If you’ve not already done so, I would encourage you to stock up on supplies for a potential medical quarantine situation.
I’ve been tracking COVID-19 (the corona virus) since January. I see no reason why the spread of the virus should be much different in the United States than it has been in China, South Korea, Japan, Singapore, Italy, Iran, Pakistan, and so on.
COVID-19 mortality statistics are all over the place. Unfortunately, we can’t really trust the numbers out of China, but the World Health Organization (WHO) estimate is between 1%-3%. By way of example, this is 10-30x more lethal than this year’s influenza virus, which infected 29 million people in the US and killed around 16,000. (At the same time, this is much less lethal than Ebola, SARS, or MERS.) Many of the people dying from the virus have comorbidity factors (they smoke, they’re immune compromised, they have other lung ailments, etc.), but younger healthy people have died as well. (Interestingly, it appears that children and infants are much less susceptible to the infection—something that is true for the influenza virus as well).

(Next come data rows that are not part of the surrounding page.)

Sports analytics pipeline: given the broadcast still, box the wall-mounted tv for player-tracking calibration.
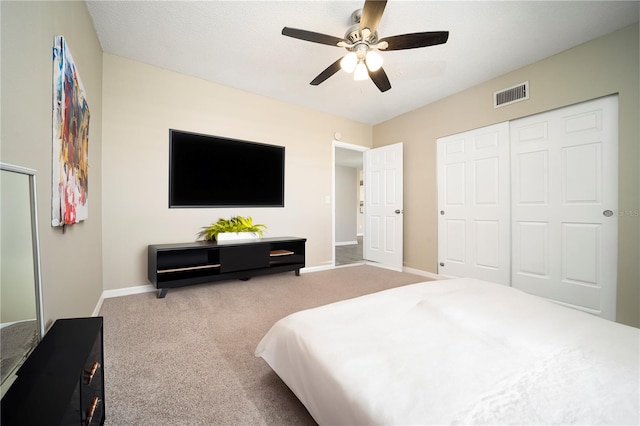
[169,129,285,208]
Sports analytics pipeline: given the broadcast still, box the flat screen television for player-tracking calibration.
[169,129,285,208]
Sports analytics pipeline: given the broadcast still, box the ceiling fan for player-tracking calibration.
[282,0,449,92]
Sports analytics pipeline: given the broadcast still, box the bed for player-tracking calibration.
[255,278,640,425]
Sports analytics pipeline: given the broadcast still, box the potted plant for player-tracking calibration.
[198,216,267,242]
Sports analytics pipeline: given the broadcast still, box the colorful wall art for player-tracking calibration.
[51,36,89,226]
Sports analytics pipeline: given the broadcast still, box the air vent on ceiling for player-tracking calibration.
[493,81,529,108]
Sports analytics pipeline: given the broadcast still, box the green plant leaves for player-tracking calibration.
[198,216,267,240]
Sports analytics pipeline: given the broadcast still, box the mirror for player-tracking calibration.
[0,163,44,395]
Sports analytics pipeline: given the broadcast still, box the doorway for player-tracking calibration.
[333,141,367,266]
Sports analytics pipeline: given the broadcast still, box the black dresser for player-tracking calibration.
[0,317,105,426]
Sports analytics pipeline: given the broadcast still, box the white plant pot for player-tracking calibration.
[216,232,260,244]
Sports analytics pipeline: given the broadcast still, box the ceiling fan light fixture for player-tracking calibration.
[353,62,369,81]
[365,50,382,72]
[340,52,358,73]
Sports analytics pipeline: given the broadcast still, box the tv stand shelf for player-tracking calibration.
[148,237,307,298]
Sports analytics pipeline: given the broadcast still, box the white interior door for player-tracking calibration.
[437,123,511,285]
[511,96,618,320]
[363,143,403,270]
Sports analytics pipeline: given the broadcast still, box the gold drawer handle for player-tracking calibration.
[84,361,100,385]
[84,396,100,426]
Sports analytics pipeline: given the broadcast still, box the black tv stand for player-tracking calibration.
[148,237,307,298]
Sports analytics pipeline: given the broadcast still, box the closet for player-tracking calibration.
[437,96,618,319]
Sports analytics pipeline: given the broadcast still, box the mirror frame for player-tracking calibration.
[0,162,45,346]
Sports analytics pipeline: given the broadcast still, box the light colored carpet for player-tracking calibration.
[0,320,38,382]
[100,265,427,426]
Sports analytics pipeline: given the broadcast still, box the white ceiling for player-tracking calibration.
[87,0,640,124]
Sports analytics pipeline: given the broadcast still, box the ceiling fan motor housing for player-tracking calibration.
[344,25,378,44]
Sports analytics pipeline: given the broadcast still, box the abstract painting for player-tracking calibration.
[51,36,89,226]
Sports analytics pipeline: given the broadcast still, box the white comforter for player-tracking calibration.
[256,278,640,425]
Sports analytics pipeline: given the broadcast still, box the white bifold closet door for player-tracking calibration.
[437,123,511,285]
[437,96,618,320]
[510,96,618,320]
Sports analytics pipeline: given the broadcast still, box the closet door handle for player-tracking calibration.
[84,361,100,385]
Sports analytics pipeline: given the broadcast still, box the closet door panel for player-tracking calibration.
[437,123,511,285]
[510,96,618,320]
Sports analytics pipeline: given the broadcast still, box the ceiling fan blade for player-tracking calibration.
[369,68,391,92]
[282,27,344,46]
[360,0,387,33]
[378,31,449,51]
[309,58,342,86]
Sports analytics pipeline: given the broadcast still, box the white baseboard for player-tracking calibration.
[336,240,358,246]
[92,261,450,317]
[402,266,451,280]
[300,265,335,274]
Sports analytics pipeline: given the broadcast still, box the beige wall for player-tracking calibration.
[102,54,372,290]
[373,24,640,326]
[0,1,102,330]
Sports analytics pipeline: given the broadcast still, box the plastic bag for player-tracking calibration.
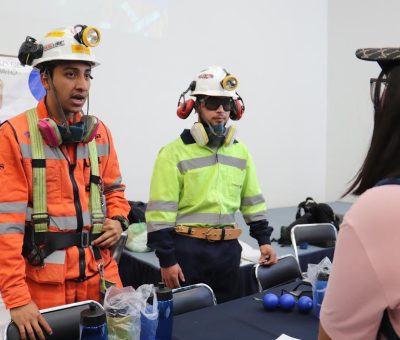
[140,290,158,340]
[307,257,332,288]
[125,222,151,253]
[104,284,154,340]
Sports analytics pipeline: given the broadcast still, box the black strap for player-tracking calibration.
[24,226,101,258]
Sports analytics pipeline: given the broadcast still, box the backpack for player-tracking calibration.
[278,197,340,247]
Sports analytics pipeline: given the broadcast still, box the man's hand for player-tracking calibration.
[10,302,53,340]
[258,244,278,265]
[92,218,122,248]
[161,264,185,289]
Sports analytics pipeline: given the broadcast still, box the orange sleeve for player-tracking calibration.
[0,122,31,309]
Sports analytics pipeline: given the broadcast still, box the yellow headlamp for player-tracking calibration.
[75,25,101,47]
[221,74,239,91]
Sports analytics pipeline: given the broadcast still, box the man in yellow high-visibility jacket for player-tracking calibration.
[146,66,277,302]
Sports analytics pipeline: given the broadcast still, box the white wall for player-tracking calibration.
[0,0,328,207]
[326,0,400,201]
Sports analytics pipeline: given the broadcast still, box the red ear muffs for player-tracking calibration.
[176,99,195,119]
[230,99,244,120]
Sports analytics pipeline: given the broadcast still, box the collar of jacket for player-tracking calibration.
[181,129,239,145]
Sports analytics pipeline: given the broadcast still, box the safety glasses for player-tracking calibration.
[202,97,232,111]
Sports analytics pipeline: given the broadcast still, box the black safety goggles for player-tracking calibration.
[201,97,232,111]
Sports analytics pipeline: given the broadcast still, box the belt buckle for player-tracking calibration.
[81,230,90,248]
[204,227,222,243]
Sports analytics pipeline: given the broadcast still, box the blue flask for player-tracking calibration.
[156,282,173,340]
[79,302,108,340]
[313,267,329,318]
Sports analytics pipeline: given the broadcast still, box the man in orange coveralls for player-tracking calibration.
[0,25,130,339]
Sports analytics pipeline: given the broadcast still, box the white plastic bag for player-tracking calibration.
[125,222,151,253]
[104,284,154,340]
[307,257,332,288]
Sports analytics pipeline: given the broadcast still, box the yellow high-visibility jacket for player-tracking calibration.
[146,130,271,267]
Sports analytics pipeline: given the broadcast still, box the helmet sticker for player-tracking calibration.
[46,31,65,38]
[199,73,214,79]
[71,45,90,55]
[43,40,65,51]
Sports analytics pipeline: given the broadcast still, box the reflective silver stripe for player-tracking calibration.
[76,145,89,159]
[178,155,217,173]
[146,201,178,212]
[104,185,125,194]
[176,213,235,225]
[96,144,110,157]
[0,202,26,214]
[44,250,65,264]
[104,176,125,192]
[241,194,265,206]
[146,222,175,233]
[20,144,65,160]
[218,154,247,170]
[26,208,92,230]
[243,210,267,223]
[178,154,247,173]
[0,223,25,234]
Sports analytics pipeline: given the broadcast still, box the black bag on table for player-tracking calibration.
[278,197,339,247]
[128,201,147,224]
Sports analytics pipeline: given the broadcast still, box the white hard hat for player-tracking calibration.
[190,66,238,98]
[32,25,100,67]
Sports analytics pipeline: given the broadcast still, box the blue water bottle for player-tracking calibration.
[313,267,329,318]
[79,302,108,340]
[156,282,173,340]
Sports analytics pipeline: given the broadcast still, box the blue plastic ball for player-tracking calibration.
[263,293,279,310]
[297,296,312,313]
[279,294,296,310]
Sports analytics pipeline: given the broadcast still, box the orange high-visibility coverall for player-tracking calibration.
[0,100,130,309]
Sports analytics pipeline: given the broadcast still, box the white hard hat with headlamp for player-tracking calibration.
[18,25,100,68]
[190,66,238,98]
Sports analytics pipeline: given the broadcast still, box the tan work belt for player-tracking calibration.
[175,225,242,241]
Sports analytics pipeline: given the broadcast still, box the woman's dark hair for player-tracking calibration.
[343,64,400,196]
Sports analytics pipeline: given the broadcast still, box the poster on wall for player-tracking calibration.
[0,54,45,122]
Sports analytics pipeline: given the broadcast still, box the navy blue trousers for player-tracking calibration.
[175,235,242,303]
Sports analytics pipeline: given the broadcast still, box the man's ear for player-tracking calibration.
[40,72,50,91]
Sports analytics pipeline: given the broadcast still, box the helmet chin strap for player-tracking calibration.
[201,119,226,138]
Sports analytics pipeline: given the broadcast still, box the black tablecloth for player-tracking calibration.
[172,282,319,340]
[119,244,334,296]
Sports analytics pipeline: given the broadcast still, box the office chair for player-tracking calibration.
[4,300,103,340]
[254,254,302,293]
[111,230,128,263]
[172,283,217,315]
[290,223,337,265]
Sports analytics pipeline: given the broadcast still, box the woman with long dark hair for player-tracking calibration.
[319,48,400,340]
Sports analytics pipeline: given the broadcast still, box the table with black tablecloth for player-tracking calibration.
[172,282,319,340]
[119,202,350,296]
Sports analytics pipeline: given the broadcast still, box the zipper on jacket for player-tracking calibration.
[68,162,86,280]
[215,147,222,225]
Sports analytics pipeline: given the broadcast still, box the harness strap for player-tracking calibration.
[88,139,104,234]
[26,108,49,233]
[23,108,104,264]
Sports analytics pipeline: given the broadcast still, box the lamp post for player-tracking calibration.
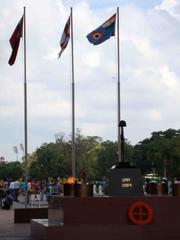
[119,120,126,163]
[13,146,18,161]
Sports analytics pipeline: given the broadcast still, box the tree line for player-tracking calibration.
[0,129,180,181]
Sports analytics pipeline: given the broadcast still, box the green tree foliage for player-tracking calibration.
[133,129,180,177]
[0,161,23,179]
[0,129,180,181]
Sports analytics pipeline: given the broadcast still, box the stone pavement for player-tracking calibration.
[0,209,31,240]
[0,196,47,240]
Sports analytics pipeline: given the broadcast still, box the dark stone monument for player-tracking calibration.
[107,120,144,196]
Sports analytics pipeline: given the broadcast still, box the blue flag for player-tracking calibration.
[87,14,116,45]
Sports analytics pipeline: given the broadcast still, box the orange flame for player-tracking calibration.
[67,177,75,184]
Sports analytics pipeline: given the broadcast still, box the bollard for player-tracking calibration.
[172,183,180,197]
[74,184,93,197]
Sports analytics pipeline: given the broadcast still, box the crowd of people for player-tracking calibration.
[0,178,62,201]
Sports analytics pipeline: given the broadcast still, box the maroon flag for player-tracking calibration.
[8,17,23,66]
[59,17,70,58]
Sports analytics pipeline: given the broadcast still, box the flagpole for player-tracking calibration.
[117,7,122,163]
[70,7,76,177]
[24,7,28,207]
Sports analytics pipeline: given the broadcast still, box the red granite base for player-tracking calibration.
[31,197,180,240]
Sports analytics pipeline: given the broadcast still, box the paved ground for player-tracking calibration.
[0,196,47,240]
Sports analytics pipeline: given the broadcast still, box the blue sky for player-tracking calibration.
[0,0,180,161]
[77,0,161,9]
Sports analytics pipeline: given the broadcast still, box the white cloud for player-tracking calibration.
[0,0,180,160]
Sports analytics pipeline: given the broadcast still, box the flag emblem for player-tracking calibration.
[87,14,116,45]
[59,17,70,58]
[8,17,23,66]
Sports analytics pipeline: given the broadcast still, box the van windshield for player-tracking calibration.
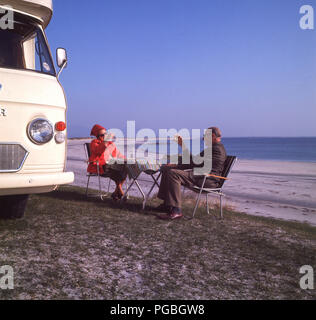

We have no vaccine or specific antiviral treatment yet. The best we can do is wash hands thoroughly (20 second minimum with soap and water), maintain distance from people, and avoid touching your face. Also cover your coughs or sneezes with tissues or the crook of your arm.
The really bad news is that COVID-19 is massively contagious. Scientists use something called R0 (pronounced R-naught) to describe the retransmission rate of a virus. In other words, if COVID-19 has a retransmission rate of 2.5, the average person with it would infect 2.5 more people. There are at least two medical papers now that believe the COVID-19 R0 value to be around 5.7. This is very high.
Worse, the virus can be spread by people who are infected but asymptomatic. In other words, I feel fine right now, but I might be infected and be spreading the virus without even knowing it. (Symptom onset is typically 6-21 days.) Even after a patient is “cleared”—meaning they no longer present symptoms, there is some evidence that they may remain contagious.
I will be surprised if COVID-19 does not ultimately infect over 50% of human beings worldwide. This will put an incredible strain on multiple societal system (medical, economic, etc.). Quarantine—you stay in your house, I’ll stay in mine—is, I think, something that will help, but ultimately what it buys us is time. Time to develop a new vaccine, time figure out how the virus works, etc.
If you not started prepping for quarantine situation, you should start immediately.